Page MenuHomePhabricator

Refactor Conduit auth to be stateless, token-based, and support wire encodings
Closed, ResolvedPublic

Description

Conduit authentication currently supports two mechanisms:

  • A session-based mechanism, where you use conduit.connect to establish a session.
  • An undocumented stateless mechanism likely used only by Facebook.

The first mechanism is unnecessarily complex and makes Conduit slow (extra round trips) and hard to use (can't use CURL, pain to write clients). We should move away from it and deprecate it.

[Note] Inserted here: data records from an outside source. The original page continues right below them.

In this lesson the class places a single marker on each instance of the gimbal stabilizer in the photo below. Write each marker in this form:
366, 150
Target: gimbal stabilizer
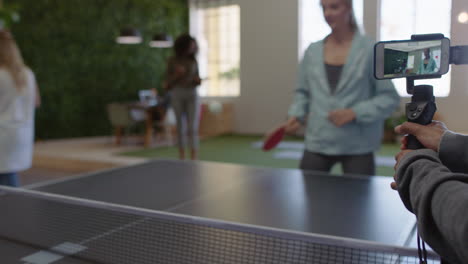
422, 107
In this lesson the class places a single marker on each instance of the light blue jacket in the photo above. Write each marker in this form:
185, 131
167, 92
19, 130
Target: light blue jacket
372, 100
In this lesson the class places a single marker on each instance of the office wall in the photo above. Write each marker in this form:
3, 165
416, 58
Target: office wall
454, 107
269, 49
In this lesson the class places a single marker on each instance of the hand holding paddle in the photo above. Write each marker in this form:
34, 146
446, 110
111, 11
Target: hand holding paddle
275, 137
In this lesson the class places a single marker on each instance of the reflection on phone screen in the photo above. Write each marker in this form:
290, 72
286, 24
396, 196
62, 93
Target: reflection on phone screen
412, 58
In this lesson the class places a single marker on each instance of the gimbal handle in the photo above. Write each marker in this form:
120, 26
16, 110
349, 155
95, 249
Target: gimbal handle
420, 110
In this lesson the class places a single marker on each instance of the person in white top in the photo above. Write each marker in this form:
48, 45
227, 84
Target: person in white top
19, 97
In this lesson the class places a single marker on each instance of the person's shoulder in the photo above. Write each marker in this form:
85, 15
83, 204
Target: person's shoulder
313, 47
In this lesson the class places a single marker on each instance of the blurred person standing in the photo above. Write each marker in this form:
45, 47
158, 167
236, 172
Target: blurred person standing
19, 97
338, 99
181, 82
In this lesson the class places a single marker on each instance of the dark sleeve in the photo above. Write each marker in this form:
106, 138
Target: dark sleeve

The actual wire token is needlessly complicated. We transmit a proof-of-token, not the token itself. The proof we transmit is not a request signature, so all this does is make replay attacks moderately more difficult. In practice, it just causes a bunch of issues for users with bad client or server timestamps or goofy environmental problems. No one has ever expressed interest in upgrading to a request signature scheme.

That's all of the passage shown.